The Aresan Clan is published four times a week (Tue, Wed, Fri, Sun). You can see what's been written so far collected here. All posts will be posted under the Aresan Clan label. For summaries of the events so far, visit here. See my previous serial Vampire Wares collected here.

Sunday, July 10, 2011

Germinating good ideas

Been reading Steven Johnson's Where Good Ideas Come From. The basic premise of the book is that good ideas really involve putting together and integrating existing ideas. Thus, the way to promote good idea is to permit openness and connectivity, so that people can take other people's good ideas (or nascent ideas) and pull them together to create new good ideas.

He talks for one about how many good ideas come from talking with and sharing with other people. We have this perception that good ideas come from lone geniuses dreaming up brilliant pieces of insight in profound "Eureka!" moments while meditating alone. The truth is that most ideas come from people talking and collaborating. He notes that in research labs, most of the big breakthroughs actually come about through staff meetings and presentations when people share and critique their discoveries.

He also notes that sudden flashes of insight are not the norm. We may perceive ideas as coming to us of a sudden like a bolt of lightning, but the truth is that good ideas germinate slowly. What we perceive as Eureka moments are just one salient step along a long process of careful consideration. Since good ideas take a lot of time and germination, it's really useful to write down our thoughts. A good idea doesn't leap fully formed from your head, but needs to be germinated. And to germinate a good idea you need to remember it, so that you can return to it and re-return to it so you can add to it and refine it. This is the reason it was extremely common for great thinkers from the 17th century forward to take voluminous notes, filling notebooks with ideas, quotes, scrap of thought and experiences. These notebooks would facilitate the germination as these thinkers would return to their notebooks and rethink the information that seemed most worth notice.

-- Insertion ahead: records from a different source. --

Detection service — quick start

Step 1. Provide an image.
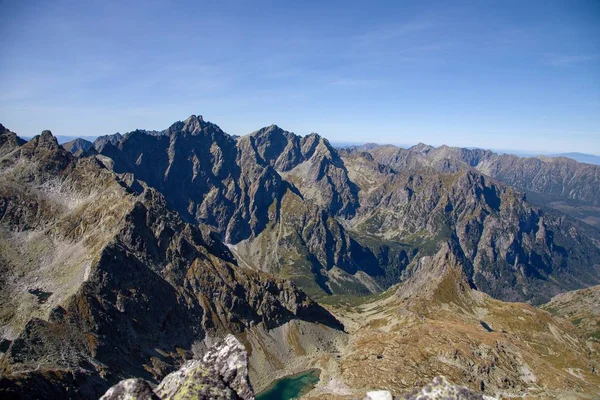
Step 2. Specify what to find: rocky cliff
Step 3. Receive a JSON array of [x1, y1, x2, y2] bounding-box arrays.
[[100, 335, 254, 400], [0, 126, 342, 398], [86, 116, 600, 303]]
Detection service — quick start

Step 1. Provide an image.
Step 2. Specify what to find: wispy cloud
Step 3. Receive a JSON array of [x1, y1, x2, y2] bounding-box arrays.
[[355, 20, 436, 46], [329, 78, 384, 88], [546, 54, 600, 67]]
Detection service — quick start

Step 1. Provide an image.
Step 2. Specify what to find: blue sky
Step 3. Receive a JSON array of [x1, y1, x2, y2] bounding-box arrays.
[[0, 0, 600, 154]]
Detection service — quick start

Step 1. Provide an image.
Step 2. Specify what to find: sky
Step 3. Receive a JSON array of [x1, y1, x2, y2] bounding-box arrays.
[[0, 0, 600, 154]]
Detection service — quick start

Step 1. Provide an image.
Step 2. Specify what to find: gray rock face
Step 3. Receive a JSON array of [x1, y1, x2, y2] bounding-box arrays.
[[100, 378, 160, 400], [62, 138, 94, 157], [400, 377, 494, 400], [0, 132, 342, 398], [86, 116, 600, 302], [101, 335, 254, 400], [350, 144, 600, 226]]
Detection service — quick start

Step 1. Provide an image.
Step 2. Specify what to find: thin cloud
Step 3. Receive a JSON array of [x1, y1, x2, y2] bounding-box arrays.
[[355, 21, 435, 46], [546, 54, 600, 67]]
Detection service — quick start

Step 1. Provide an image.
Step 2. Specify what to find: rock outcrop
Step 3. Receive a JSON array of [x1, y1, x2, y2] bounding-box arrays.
[[62, 138, 94, 157], [101, 335, 254, 400], [0, 127, 342, 398], [349, 144, 600, 226]]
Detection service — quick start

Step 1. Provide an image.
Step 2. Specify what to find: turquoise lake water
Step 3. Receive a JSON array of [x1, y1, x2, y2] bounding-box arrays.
[[256, 369, 321, 400]]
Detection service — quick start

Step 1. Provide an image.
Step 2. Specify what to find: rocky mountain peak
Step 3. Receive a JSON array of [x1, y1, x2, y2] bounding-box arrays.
[[0, 124, 25, 157], [409, 142, 435, 154], [101, 335, 254, 400]]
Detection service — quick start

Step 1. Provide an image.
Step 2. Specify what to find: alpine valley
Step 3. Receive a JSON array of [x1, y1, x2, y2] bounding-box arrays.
[[0, 115, 600, 399]]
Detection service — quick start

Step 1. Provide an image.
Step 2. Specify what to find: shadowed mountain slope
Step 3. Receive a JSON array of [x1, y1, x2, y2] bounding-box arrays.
[[0, 131, 342, 398]]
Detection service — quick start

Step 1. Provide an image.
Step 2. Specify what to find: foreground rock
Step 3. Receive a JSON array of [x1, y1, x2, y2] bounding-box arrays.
[[101, 335, 254, 400]]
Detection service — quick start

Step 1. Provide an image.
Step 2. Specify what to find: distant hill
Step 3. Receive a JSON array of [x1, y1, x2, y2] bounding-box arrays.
[[21, 135, 98, 144], [550, 153, 600, 165]]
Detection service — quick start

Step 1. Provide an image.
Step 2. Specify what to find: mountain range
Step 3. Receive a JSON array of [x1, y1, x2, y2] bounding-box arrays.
[[0, 115, 600, 398]]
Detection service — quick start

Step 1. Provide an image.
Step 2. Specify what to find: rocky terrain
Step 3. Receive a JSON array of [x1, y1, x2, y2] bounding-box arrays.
[[306, 245, 600, 399], [100, 335, 254, 400], [348, 144, 600, 226], [62, 138, 94, 157], [85, 115, 600, 304], [0, 126, 343, 398], [0, 115, 600, 399]]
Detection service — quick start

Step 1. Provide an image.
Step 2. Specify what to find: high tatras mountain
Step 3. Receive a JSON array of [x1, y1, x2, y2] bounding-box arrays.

As I'm working on my dissertation, which has inevitably taken me deep into Nietzsche's voluminous notebooks, such insights certainly ring true with my experience. Not only did he take voluminous notes, but in those notebooks are the initial insights that would ultimately lead to his more famous ideas. The Revaluation of All Values, which I am in particular studying, began as a crude idea when Nietzsche was just a young professor fresh out of college, but didn't really become the fully fledged idea that you read about in philosophy textbooks until well over ten years later.

What is also interesting about Johnson's insights is that the notebook, at least for some people, has been replaced by something arguably better: the blog. Though people do use blogs for different things, for many people it's like an open notebook, where you can link to stories and ideas you like, engage in debates and record your thoughts and experiences, just like people would do with their notebooks in the past. Except it's better than the notebook because it has the quality of openness and sharing that the standard closed notebook lacks. Thus, it can be used to germinate ideas for the author of the blog, as well as share those germinal ideas with other, potentially benefitting them.

1 comment:

  1. Germinate new idea - Think thru - write them - Talk in groups - share and REVISE.